On May 7, 2023, the Federal Open Market Committee (FOMC) of the Federal Reserve announced that it would keep the federal funds rate unchanged in the range of 4.25% to 4.5%, in line with general market expectations. Although there were no changes to the policy, this decision had a significant impact on the cryptocurrency market. The price of Bitcoin (BTC) briefly fell to around $96,000 after the announcement, before quickly rebounding to above $98,000, demonstrating the market's high sensitivity to macroeconomic policy.

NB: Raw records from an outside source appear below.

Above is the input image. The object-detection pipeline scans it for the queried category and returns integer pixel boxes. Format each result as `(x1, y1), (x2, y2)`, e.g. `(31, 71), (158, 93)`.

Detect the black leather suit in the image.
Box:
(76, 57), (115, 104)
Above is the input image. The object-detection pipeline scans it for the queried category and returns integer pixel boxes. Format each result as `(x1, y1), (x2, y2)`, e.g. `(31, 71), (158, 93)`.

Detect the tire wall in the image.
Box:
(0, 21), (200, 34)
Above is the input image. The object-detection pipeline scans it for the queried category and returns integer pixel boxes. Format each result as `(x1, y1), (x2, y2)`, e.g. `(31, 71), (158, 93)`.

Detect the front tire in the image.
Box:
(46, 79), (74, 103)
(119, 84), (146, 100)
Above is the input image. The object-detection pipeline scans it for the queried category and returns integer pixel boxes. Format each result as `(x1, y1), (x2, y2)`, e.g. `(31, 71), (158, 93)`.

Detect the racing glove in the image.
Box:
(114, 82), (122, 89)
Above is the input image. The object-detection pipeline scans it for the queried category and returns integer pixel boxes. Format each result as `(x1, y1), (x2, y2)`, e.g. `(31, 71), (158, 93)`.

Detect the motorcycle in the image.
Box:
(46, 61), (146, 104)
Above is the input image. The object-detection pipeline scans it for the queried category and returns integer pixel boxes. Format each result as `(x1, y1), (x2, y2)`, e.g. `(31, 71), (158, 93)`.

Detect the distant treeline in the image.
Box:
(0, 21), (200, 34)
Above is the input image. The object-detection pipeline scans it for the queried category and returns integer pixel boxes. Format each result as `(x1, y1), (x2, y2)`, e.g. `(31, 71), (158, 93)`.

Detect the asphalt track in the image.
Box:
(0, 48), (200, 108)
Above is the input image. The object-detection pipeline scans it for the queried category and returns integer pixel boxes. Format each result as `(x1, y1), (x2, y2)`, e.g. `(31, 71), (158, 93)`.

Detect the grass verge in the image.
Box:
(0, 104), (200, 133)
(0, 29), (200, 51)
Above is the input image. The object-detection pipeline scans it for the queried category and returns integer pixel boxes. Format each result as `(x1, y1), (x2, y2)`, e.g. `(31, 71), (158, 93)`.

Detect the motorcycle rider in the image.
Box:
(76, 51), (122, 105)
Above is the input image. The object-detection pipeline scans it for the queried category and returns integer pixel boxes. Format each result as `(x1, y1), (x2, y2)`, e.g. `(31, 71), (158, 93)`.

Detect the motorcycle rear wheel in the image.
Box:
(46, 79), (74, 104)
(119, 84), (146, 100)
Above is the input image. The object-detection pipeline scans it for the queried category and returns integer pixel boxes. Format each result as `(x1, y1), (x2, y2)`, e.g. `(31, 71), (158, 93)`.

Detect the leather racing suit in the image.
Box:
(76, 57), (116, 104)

1. The Direct Impact of Federal Reserve Policy on the Cryptocurrency Market
The Federal Reserve's interest rate policy directly affects market liquidity and investors' risk appetite. In a high-interest-rate environment, investors are more likely to choose stable-return assets, such as government bonds, reducing their allocation to high-risk assets like cryptocurrencies. Conversely, a low-interest-rate environment typically increases market risk appetite and boosts interest in investing in high-volatility assets like cryptocurrencies.
Currently, the Federal Reserve's decision to keep interest rates unchanged, although expected, still has an impact on market sentiment. Investors are closely monitoring the remarks of Federal Reserve Chairman Powell to assess the direction of future monetary policy. If future economic data supports a rate cut, it could further boost the performance of the cryptocurrency market.